Humans are always prejudiced when it comes to investing in stock markets. Investments are made based more on intuition rather than market analysis and historical trends. To solve the woes of the investors, we have developed an application that accurately tracks the performance of the stock of a company. It also finds the correlation
What it does
Stockly provides a one stop solution for the investors who wish to make an exponential gain in the stock market. It accurately tracks the stock performance of the company and sends out signals on real-time basis to buy or sell a particular stock. It also finds the sentiment of the stock in the social media and makes a correlation between the stock prices and user sentiments which further makes the recommendation more accurate.
How we built it
The application can be segregated into two parts. The first part analyses the social network data. Real-time twitter feeds are collected for the desired company and user sentiments are calculated using Natural Language Processing. A positive score indicates a high potential for positive growth and vice versa. The second part of the application deals with the actual historical stock prices. Exponential smoothing curves are generated using Holt-Winters algorithm to predict the stock prices on a running window basis. The last step is making a correlation between the two data pipelines and making a recommendation to the end user that maximizes the profit on investment.
Challenges we ran into
Integrating the multiple technologies into a single application and further deploying it in AWS was the biggest challenge. Initially, we chose R programming as our primary language for analysis, but we had to change the platform completely because of the limitations in scalability and deployment. As a result, we had to re-write the entire back-end in Node.js. Another challenge we ran into was cleaning the data from API's and removing data inconsistencies to make an accurate time-series model of the stock.

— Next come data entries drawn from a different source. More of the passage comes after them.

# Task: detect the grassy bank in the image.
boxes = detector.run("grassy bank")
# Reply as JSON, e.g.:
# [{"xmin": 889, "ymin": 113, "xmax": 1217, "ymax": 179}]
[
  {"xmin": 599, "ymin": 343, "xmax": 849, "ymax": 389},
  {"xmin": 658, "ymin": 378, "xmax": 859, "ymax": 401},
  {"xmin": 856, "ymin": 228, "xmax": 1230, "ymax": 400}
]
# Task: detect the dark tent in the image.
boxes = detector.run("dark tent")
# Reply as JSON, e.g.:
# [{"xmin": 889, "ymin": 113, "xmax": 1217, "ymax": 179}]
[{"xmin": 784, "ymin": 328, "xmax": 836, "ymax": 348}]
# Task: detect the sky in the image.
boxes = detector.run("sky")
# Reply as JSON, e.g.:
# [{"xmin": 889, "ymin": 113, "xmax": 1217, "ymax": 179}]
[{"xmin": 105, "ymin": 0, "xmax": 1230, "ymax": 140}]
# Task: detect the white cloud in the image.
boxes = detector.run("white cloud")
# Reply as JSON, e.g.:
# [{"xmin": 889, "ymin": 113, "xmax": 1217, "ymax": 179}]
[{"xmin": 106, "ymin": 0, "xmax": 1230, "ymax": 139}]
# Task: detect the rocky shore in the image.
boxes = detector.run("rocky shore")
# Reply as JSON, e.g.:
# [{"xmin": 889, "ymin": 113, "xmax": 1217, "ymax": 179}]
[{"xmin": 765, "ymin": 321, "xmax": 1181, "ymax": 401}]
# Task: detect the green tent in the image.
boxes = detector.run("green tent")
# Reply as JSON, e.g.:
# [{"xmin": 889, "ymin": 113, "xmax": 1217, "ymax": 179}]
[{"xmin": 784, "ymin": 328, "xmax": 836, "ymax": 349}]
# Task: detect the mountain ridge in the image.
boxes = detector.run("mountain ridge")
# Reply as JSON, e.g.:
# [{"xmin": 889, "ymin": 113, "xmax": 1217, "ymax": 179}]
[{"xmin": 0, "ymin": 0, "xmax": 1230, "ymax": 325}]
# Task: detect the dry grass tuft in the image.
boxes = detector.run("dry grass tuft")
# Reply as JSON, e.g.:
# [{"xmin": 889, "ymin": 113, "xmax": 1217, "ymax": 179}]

Accomplishments that we're proud of
Despite several integration problems that we ran into, we were able to integrate and host the application on AWS. Right from the beginning, we had managed the work and allocated timelines for each task and that helped in incorporating disparate domains such as data science and web design, software development. We ensured smoother communication and file sharing through Slack and it gave us a unique experience in making quick decisions in limited time which is often the case in real-projects.
What we learned
Node.js was one technology which was relatively new to most of us. We also learnt the benefits of having a work-breakdown structure to solve complex problems in smaller chunks. Each of us being from a diverse background got to learn how contribution from one improved the output of another and taking the functionality of the application to a whole new level.
What's next for https://github.com/dfwcrew/stock-analyzerjs
We wish to take this application to the next level by implementing a SMS feature. Whenever the stock price goes above or below the threshold, the application will send SMS to either buy or sell the stock.